Jo in working with local, mainly rural communities around the U.S. knew how damaging stereotypes could be, and conversely that is was enormously powerful and important to provide a local community with a way to tell their own story. She has helped dozens of communities to produce local plays to capture essential, complex and at times difficult tales about the meaning of their place.

In 2003-04, I lived with my family in a small town in Italy. I never really lived in a small town. To be frank, I was a stranger the whole time. Another language, another culture, I tried to find my way into the place, but I was so often just in my head. Outsider. Observer. But this feeling was telling to me. I paid attention to the feeling. I was never uncomfortable in that role.

While I was in Italy I had called my blog space, Texan-in-Exile.it. I hadn’t lived in Texas in nearly 30 years, but my exile status suited my temperament. Since I came back, I began to see that I have lived as a stranger, particularly since the death of my mother and brother, and the loss of the family home in Texas. Uprooted, a refugee, and living with a sense of distance from home as a permanent way of being.
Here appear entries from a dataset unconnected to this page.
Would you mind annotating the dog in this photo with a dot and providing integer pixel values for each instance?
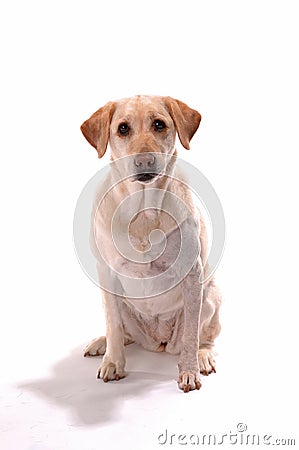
(143, 203)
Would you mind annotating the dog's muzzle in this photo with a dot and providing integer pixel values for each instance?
(146, 167)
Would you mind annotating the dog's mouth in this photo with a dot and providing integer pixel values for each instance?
(145, 177)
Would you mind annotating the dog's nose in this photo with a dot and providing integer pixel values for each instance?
(144, 161)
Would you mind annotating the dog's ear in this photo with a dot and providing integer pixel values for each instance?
(96, 129)
(186, 120)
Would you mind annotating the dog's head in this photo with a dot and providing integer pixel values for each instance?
(143, 127)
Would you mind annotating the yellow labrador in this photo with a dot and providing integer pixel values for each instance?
(149, 296)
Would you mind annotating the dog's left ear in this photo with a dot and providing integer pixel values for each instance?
(186, 120)
(96, 129)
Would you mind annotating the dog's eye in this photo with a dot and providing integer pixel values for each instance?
(123, 129)
(159, 125)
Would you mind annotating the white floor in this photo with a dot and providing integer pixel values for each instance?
(52, 400)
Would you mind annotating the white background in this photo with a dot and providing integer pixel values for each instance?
(237, 63)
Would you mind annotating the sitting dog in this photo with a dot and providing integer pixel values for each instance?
(157, 298)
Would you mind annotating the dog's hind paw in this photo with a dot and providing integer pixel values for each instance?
(189, 381)
(206, 361)
(110, 371)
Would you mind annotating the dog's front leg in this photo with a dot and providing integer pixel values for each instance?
(189, 371)
(113, 364)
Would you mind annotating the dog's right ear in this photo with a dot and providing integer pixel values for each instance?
(96, 128)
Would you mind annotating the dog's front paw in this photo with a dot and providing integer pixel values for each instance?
(189, 380)
(206, 361)
(112, 369)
So much of being in a place is knowing its secrets, how much the story of who said what to whom, of loves that had been lost, of old battles over trifling matters, or of simple connections that sustained, of the things and people that were as solid as the horizon, of how much had been survived and the pride that engendered in nearly everyone. Strangers can’t know these things. The knowing of the secrets is a gentle process of awareness, repeated intimacies, that come with being there.

This site will serve as a place for me to work with folks in developing a Field Guide to Storymapping. I am counting on several friends to collaborate as part of this process, and a blog space seems to make sense. My thoughts is that between now and the end of the year, I should be able to post enough material to rationalize committing to publication of a book. Let me know your thoughts.